(This is a continuing series called “Kissing Frogs” posted every Friday. To get caught up, you can click the “Kissing Frogs . . . so far” link at the top of the page.)
Joanna joined them in the hall, quietly closing the door behind her before speaking.
“When I asked if you could wait in her office, she said it was fine, but it’s a pretty important call with the printers, so maybe keep it as silent as possible?” Joanna was almost apologetic in the suggestion, but both men nodded in understanding and hesitated at the closed door as Joanna headed back to her lonely desk.
“Do we just go on in?” asked Joey, despite Joanna’s assurances.
Jack just shrugged, and quietly unlatched the door, opening it enough to slip through, but no more. Tracey’s voice rose through opening, startling Joey into action.
“So you would agree that the words “princess” and “goddess” would be fairly important to the overall message of the book?”
Joey joined Jack, closing the door as quietly as his friend had opened it, and lowered himself into the one of modern leather chairs sitting across from Tracey’s desk. She didn’t even glance up at them, but the general level of total disgust wafted from her like cologne off a middle school boy.
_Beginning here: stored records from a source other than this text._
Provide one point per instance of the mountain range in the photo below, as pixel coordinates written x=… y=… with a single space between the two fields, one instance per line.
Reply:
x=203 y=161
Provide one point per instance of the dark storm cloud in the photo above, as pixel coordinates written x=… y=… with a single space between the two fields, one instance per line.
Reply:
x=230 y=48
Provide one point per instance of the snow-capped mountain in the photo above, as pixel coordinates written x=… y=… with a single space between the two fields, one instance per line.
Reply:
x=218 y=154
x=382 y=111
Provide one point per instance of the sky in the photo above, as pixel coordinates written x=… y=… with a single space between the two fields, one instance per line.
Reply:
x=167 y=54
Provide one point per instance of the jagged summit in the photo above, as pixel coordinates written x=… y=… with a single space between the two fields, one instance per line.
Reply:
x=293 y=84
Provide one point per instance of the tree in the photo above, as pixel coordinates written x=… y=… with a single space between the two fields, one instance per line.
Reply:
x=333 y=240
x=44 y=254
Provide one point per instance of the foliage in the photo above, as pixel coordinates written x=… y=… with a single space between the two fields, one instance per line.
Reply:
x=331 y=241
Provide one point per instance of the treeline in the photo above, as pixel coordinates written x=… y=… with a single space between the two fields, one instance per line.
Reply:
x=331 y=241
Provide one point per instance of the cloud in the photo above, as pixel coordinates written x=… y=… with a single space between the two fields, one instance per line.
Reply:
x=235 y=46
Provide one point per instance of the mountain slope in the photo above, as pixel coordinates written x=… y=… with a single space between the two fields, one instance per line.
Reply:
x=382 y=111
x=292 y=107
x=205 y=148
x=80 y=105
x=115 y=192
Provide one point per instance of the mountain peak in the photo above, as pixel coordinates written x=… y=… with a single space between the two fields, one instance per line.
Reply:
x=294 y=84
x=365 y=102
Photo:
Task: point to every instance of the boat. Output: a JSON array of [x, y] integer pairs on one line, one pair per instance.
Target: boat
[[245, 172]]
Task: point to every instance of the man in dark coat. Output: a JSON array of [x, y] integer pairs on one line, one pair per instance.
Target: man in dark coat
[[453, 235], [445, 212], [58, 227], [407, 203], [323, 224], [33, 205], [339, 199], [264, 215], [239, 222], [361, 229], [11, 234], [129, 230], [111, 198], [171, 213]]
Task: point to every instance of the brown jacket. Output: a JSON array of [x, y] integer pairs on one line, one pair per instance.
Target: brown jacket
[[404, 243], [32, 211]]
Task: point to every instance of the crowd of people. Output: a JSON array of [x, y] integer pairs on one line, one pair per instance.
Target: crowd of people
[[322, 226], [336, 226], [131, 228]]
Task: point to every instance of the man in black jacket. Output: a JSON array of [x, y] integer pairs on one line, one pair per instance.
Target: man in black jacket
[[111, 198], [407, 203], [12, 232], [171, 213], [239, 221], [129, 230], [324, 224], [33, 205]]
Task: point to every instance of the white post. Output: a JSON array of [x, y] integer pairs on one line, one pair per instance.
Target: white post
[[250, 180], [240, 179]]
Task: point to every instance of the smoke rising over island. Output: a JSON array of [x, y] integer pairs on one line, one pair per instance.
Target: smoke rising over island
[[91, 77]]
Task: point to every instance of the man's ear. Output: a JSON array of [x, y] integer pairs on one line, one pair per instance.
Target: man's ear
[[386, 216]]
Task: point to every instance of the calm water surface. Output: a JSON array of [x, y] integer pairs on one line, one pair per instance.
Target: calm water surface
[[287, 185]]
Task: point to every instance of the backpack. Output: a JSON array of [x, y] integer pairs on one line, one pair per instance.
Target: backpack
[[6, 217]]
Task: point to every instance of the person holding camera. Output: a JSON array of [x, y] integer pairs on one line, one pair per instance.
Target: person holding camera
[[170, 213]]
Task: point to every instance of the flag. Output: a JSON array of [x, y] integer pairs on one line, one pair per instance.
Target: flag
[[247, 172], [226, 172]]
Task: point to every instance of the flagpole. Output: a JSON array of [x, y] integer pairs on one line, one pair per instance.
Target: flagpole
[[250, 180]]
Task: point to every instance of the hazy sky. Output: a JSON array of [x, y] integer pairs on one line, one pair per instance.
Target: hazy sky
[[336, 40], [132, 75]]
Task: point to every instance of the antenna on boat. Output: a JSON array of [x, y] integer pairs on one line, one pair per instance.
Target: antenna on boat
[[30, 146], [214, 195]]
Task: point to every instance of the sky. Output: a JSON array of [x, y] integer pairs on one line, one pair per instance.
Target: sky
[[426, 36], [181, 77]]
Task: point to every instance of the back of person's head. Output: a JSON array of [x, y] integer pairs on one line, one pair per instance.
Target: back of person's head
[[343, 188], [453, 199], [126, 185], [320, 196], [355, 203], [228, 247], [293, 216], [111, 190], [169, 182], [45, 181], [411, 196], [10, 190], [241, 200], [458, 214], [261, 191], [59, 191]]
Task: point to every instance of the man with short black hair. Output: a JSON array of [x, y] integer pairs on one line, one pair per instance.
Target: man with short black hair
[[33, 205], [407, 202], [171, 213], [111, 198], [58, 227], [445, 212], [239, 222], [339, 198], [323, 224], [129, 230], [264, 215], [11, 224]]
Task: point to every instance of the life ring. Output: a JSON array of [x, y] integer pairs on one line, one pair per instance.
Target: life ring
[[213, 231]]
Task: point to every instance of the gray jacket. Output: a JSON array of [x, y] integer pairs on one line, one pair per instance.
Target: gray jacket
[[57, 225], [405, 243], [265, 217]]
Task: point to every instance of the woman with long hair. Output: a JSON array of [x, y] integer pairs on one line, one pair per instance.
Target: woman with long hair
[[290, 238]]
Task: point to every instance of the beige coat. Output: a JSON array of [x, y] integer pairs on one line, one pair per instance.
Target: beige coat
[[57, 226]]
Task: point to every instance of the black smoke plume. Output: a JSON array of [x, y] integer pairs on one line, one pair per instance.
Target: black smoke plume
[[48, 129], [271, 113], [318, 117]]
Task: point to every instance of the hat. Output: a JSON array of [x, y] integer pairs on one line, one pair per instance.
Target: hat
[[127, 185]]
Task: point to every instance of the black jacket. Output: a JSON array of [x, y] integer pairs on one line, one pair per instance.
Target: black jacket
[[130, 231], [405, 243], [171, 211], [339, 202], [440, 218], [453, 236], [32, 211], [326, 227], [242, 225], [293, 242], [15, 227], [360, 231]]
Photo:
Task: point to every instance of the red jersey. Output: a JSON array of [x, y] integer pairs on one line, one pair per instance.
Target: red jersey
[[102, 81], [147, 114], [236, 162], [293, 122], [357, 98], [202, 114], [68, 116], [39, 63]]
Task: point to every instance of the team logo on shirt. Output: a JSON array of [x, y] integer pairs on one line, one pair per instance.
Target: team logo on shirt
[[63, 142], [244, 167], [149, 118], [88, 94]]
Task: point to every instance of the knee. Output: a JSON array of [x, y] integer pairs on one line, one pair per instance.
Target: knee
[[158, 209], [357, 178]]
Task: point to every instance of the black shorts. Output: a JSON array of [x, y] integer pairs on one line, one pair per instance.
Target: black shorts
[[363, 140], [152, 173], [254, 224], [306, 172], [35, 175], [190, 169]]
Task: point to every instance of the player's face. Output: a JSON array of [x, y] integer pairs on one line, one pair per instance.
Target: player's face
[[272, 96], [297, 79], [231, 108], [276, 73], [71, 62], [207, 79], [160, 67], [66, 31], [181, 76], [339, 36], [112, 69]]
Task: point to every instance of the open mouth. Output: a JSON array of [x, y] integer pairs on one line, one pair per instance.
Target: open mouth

“Good. We both agree. Princess and Goddess are integral words to the book. So explain to me then, why every single instance of the word “goddess”- all 397 of them – that appears in the digital manuscript has been magically transformed into the word “gaudiness” in the print edition sitting on my desk right now?”
There was a brief moment of silence in which Jack and Joey dared not make eye contact, and then Tracey erupted once more.
“I don’t care if your spell checker is HAL 9000! There is just no excuse for this sentence getting past your quality control: ‘Jennifer, the time has come. In three days you will have your birthday ball, and when the clock strikes midnight, you must decide: will you become a princess or a gaudiness?’ The digital edition should never have been edited at all after final approval. This is completely unacceptable! . . .”
The rant continued, understandably, thought Joey. The poor woman had banked a significant gamble on this book and she was sitting two weeks from the release date with boxes of unusable editions. Feeling empathy, however, did not stop the men from feeling completely awkward. They sat there, rooted in place by mutual embarrassment, wishing they were somewhere, anywhere, else, while simultaneously feeling that leaving would just make things worse.
“So they just walked in uninvited and then sat there through the entire discussion?” Andrew had a more sardonic expression than usual as he listened to the story of Tracey’s afternoon.
They were sitting in a fenced courtyard as they had three evenings a week, eating grilled salmon with sweet potato fries and grilled vegetables. It was delicious, and Tracey had given up wondering where the meals came from. She would just eat and enjoy the one-on-one time with the most private man in radio.
“What did they need that was so important they couldn’t wait at Joanna’s desk?” asked Andrew as he meticulously flaked a portion of his salmon.
“A key to the building.”
Andrew halted his excavation and looked up at her.
“It’s for the work on the electrical they are supposed to begin tomorrow,” answered Tracey, almost sorry she’d brought it up.
The problem was that they’d been asking for a key for two weeks, since before the plumbing weekend, but she had no key to give them. Her father owned the building – and the entire business, until she could pay off that loan he’d floated her – and there were only three keys. He refused to get the depression era locks changed – something about character – so she couldn’t even get another key cut, and dear daddy was a miser about access to his real estate.
“The last thing I need is to get a call from a local police force informing me that my building has been used for a rave,” he told her when she mentioned that she’s hired a repair crew.
“Daddy, I’m thirty-two. My friends aren’t throwing raves, they’re having babies and buying SUVs,” Tracey had responded.
“No one thinks their friends are throwing raves dear.” And the conversation was over. Joanna, the only other trustee of a key, had helped out last weekend, but she was supposed to be at some sort of tournament or other this weekend and couldn’t help out.
“It’s just a security issue,” said Tracey, waving it off to Andrew, and wishing she could convince herself.
“I’ll look after that for you. You have enough on your plate with your incompetent printers.” Andrew reached over and drew one finger down her jaw.
Joey was staring at a very large man in a cheesy “rent-a-cop” uniform. He looked at Jack, who shrugged.
“Yeah. I’m as stumped as you are. I sure prefer Joanna and muffins.”
So did Joey, but he couldn’t shake the feeling that something was wrong with Tracey. This just felt off. Suddenly Joey felt a hand on his shoulder and looked up to see Will, his friend and Sunday school teacher, and occasional employee on jobs like this one.
“Hey, it’s not on you. Let’s just do exemplary work this weekend.”
Joey smiled and hefted two boxes of wire onto his shoulders and into the building.